Friday, October 17, 2008
And they lived happily ever after...
We had a good old-fashioned happy ending at our house last night.
It started when I called Dean as he was driving home from work and heard what sounded like either a newborn baby or a bleating sheep in the background. Turns out it was neither; it was a kitten. A very bedraggled, dingy, clumpy-haired, ear-mite-laden, burrs-in-the-fur kitten. Dean was merging from one highway to another, a four lane affair, when he saw this tiny gray ball of helplessness making its way across traffic. It had made it one lane and cars were swerving and braking and it was trying to get across the other three. It was not going to happen. Dean swerved in front of him and hit the brakes knowing it would either scare him under the oncoming wheels in the other lanes, or back to the shoulder. Thank God, it was back to the shoulder where Dean could chase him down and scoop him up.
Now, mind you, we are currently the proud owners of two elderly male cats whom we have become rather disenchanted with due to their chronic problems: puking, almost invariably on the carpet, though two-thirds of the house is hardwood floors, and peeing in frowned upon locations like the baby's bouncy seat or Frankie's play tent. It got so bad that we no longer allow them access to anything in the house but the basement, and try to remediate all this bad pet-parenting by letting them roam the backyard and petting them out there. Of course, since it has been their fondest dream to escape into the wild and woolly outdoors for years, they now scratch pitifully at the glass doors and meow furiously begging to be let back inside. Poor Gage and Malcolm, how the mighty have fallen (And Mills and Catee, before you call us in righteous indignation, Gage a.k.a. Buddy is the culprit in most of the urination infractions).
Lest we sound cold hearted that we didn't want this new kitten and we force our precious felines to sleep in the basement and roam around the backyard where once they slept like kings on our pillows at the head of the bed, we do have a long history of kind animal behavior. Dean alone rescued a good dozen dogs when we lived in West Virginia. He'd go out for a run while I'd do more sensible things like read novels, and then he'd come back to the house with large dogs held in his arms. I'd be like, Dean, for the love of humanity, do you have some sort of canine pheromone you are emitting?. Then I'd shake my head and let him get on with the thing he really wanted to do with them: give them a bath. All stray animals that come in our home are there for maaaaaybe 5 nanoseconds before Dean has them in warm water and is shampooing them with coconut shampoo. Sometimes he even blowdries. We had black fluffy dogs, small fat dogs covered in ticks, large Great Dane/Dalmation hybrids that thought they were lap dogs, you name it, Dean wrestled it into the bathtub. We had a permanent plywood sign painted with big red letters that read "DOG FOUND." We had to haul it out at least once a week.
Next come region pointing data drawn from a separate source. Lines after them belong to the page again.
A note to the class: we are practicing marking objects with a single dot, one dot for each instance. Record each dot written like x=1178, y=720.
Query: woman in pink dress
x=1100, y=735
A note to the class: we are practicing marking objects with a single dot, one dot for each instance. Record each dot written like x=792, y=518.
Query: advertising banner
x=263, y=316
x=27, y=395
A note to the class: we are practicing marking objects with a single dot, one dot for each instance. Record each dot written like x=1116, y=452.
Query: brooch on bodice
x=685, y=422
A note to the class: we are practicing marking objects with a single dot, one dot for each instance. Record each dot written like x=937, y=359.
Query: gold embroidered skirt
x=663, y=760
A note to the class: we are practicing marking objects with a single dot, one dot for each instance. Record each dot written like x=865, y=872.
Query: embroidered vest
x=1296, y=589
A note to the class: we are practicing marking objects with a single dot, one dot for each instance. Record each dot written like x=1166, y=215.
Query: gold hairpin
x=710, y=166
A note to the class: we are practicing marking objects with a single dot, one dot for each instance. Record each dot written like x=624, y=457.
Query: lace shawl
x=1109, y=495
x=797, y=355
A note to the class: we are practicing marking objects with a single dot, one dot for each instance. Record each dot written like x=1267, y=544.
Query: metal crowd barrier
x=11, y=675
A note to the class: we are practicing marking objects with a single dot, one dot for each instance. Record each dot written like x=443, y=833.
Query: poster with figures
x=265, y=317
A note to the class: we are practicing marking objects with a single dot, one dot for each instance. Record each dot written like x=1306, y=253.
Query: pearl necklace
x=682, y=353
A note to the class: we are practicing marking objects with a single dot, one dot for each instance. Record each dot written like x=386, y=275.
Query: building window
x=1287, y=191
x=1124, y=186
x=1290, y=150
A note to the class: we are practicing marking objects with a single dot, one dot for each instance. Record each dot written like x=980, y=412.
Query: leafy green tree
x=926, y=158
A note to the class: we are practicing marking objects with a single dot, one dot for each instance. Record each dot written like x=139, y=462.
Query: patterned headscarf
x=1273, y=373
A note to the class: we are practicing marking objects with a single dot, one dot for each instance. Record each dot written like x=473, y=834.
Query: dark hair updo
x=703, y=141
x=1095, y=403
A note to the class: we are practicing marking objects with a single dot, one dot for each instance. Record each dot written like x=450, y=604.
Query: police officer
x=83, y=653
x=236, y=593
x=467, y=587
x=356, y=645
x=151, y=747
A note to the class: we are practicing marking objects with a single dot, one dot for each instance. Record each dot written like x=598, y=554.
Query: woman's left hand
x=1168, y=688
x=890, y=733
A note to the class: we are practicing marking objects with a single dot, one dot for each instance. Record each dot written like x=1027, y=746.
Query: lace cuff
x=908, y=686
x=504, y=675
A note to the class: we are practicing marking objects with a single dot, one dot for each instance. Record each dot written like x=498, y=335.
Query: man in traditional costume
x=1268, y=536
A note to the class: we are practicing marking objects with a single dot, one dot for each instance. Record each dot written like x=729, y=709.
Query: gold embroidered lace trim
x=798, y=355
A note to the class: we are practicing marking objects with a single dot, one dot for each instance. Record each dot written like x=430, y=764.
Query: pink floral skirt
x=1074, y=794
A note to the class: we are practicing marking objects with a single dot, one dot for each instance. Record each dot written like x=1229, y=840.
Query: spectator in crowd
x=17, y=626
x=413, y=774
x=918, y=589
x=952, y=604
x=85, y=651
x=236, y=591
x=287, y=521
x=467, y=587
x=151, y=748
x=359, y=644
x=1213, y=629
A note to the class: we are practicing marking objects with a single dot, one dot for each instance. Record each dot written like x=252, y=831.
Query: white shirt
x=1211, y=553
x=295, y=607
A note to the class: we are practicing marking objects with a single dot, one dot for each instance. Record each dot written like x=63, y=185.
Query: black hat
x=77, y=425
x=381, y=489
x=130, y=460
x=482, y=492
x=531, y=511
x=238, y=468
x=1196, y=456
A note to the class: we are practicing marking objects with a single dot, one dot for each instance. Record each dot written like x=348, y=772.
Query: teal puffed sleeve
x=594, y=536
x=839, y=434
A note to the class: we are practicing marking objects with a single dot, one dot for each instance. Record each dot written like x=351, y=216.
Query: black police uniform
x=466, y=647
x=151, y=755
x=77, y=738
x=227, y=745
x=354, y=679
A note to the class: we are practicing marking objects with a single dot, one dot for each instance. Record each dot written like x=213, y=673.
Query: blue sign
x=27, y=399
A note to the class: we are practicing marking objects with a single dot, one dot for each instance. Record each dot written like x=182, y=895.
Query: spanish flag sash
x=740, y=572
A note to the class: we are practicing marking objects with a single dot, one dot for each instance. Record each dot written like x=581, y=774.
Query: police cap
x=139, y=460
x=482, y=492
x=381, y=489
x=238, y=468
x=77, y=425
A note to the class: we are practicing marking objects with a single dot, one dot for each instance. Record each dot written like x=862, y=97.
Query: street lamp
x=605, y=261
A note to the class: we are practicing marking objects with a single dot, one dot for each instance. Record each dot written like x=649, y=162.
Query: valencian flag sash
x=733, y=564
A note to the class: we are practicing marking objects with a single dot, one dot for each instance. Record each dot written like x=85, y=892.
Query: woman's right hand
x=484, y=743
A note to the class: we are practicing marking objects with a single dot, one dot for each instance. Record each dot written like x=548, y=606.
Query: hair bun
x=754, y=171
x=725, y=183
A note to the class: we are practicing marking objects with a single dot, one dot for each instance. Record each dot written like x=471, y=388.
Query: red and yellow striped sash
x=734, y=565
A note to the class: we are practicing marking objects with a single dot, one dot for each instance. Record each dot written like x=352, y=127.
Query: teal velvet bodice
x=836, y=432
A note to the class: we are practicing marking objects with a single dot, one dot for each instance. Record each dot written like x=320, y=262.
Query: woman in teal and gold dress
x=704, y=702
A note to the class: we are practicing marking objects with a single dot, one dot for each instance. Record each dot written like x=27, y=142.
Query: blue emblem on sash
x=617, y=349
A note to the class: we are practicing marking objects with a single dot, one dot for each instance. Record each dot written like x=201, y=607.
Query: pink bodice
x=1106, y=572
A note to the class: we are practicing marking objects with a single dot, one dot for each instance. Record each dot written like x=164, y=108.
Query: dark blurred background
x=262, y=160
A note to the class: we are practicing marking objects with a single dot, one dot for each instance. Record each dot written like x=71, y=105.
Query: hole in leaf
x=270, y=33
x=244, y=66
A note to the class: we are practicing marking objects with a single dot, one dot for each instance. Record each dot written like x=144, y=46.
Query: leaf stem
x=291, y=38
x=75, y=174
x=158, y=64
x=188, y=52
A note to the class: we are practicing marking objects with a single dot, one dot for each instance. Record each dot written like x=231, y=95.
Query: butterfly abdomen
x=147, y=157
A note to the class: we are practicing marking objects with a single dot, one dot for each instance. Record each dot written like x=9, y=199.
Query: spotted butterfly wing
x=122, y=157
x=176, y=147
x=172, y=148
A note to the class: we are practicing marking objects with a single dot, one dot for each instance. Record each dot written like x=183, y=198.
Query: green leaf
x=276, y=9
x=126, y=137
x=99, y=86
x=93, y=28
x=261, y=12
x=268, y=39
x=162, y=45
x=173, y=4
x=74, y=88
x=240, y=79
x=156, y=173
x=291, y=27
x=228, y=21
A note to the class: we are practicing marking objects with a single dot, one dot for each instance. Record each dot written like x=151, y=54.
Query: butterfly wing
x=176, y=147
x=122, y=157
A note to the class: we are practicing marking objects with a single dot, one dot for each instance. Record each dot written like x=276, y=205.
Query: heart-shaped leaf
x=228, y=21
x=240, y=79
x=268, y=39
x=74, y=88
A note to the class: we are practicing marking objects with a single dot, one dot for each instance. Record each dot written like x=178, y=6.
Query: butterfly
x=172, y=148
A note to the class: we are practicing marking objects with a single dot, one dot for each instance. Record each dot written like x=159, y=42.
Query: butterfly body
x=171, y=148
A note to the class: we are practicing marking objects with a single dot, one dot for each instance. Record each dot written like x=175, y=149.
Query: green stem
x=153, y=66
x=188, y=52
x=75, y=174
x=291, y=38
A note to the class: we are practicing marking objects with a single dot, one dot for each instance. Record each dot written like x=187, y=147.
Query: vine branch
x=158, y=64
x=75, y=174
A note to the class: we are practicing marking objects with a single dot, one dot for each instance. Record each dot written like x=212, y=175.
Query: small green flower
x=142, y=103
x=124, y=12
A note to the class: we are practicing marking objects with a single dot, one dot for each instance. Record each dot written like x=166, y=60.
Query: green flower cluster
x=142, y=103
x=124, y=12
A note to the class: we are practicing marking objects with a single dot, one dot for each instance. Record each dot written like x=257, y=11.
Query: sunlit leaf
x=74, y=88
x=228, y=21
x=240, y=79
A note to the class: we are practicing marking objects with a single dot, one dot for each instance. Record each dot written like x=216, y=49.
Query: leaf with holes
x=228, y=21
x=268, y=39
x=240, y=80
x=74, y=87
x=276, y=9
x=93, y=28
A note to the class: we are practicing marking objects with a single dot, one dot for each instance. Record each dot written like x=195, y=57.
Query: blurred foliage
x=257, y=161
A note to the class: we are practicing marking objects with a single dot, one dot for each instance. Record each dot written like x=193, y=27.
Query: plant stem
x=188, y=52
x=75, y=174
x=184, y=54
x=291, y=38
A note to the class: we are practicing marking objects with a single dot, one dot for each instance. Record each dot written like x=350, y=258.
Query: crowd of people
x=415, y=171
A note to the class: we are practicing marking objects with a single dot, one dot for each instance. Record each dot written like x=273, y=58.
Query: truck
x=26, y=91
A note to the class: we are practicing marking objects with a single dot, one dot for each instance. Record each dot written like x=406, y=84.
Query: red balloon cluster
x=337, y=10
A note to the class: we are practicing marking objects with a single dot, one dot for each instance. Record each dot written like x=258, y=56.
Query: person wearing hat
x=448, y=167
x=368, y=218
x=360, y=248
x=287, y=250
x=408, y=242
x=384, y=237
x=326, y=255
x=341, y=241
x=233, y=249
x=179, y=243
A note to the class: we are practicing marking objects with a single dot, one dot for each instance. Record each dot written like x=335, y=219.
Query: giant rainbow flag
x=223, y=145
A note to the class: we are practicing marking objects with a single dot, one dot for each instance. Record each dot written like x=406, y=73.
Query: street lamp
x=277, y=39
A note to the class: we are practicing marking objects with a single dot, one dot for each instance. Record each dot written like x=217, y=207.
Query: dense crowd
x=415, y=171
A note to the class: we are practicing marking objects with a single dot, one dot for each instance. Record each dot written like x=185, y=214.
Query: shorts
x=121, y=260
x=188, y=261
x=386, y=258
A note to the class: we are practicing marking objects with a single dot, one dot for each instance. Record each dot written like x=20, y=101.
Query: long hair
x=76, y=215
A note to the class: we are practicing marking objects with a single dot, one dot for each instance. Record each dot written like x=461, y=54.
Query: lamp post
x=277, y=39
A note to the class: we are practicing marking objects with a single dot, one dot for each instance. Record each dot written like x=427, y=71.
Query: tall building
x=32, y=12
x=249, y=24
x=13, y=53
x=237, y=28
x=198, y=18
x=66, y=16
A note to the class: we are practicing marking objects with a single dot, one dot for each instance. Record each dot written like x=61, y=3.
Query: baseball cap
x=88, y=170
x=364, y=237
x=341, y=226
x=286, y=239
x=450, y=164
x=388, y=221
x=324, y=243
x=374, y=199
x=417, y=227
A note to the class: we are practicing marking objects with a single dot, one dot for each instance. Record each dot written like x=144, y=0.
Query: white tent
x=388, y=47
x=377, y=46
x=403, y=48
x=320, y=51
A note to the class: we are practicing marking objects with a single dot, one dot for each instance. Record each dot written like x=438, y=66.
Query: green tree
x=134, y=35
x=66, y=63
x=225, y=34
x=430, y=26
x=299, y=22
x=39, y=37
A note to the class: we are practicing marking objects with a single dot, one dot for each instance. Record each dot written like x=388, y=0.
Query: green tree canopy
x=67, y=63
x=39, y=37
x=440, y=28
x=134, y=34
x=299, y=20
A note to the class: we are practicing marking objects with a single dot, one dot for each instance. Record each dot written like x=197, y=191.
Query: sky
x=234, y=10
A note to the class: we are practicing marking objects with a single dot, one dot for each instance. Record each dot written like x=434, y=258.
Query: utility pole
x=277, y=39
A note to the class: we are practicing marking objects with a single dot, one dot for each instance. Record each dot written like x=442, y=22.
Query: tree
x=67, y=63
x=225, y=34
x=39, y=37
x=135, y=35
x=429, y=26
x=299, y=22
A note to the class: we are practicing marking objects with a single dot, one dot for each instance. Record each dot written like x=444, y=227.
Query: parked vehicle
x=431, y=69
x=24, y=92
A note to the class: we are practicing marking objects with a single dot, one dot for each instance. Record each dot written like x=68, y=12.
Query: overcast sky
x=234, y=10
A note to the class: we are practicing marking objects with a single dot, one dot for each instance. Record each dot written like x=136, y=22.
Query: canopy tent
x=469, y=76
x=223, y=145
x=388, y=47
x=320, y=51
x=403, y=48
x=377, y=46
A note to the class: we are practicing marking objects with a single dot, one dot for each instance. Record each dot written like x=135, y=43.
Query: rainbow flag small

Unfortunately, our family's love and sympathy for animals has sometimes steered us astray. My dad, at my mother's behest, risked a prison term kidnapping one of our dogs from my grandma's next door neighbors. He was chained up, malnourished, and unloved, but still, this was almost in the Upper Peninsula of Michigan, and those yoopers defend their property with firearms. Then there's the time Dean and I stole a cat from our West Virginia neighbors since he was underfed and under appreciated. I just let him in one day and closed all the curtains for a month or two. I figure since they never asked about him, they must not have cared all that much. My sister and her husband once tried to rescue what she insisted was a stray cat on the side of a California highway, but was, in fact, a puma, as Matt found out from the hissing and muscular forelegs when he tried to capture it. I'd say the peak of our misbehavior was when Dean and my sister took in a poor stray cat from Molly's condo complex, made signs and posted them around the neighborhood, transported him from Ann Arbor to Muskegon, and then found out they had taken him from the owner's front yard. No wonder Pearl looked so healthy and unafraid of humans.
I digress. The night Dean found the kitten, he was about ready to call a divorce lawyer since he had worked twelve hours and then came home to find out that I had arranged a spontaneous playdate, and, oh, could he please vacuum the entire first floor and straighten as he goes. But my friend, Cathy, when she walked in the front door the next morning, said the magical words, the words that were like an audible answer to my prayers: "My daughter has been really wanting a cat." SOLD! We packed him up and sent him home with one happy seven-year-old, but not, of course, before Dean had given him a bath. Which was good, because he didn't keep his whites very white.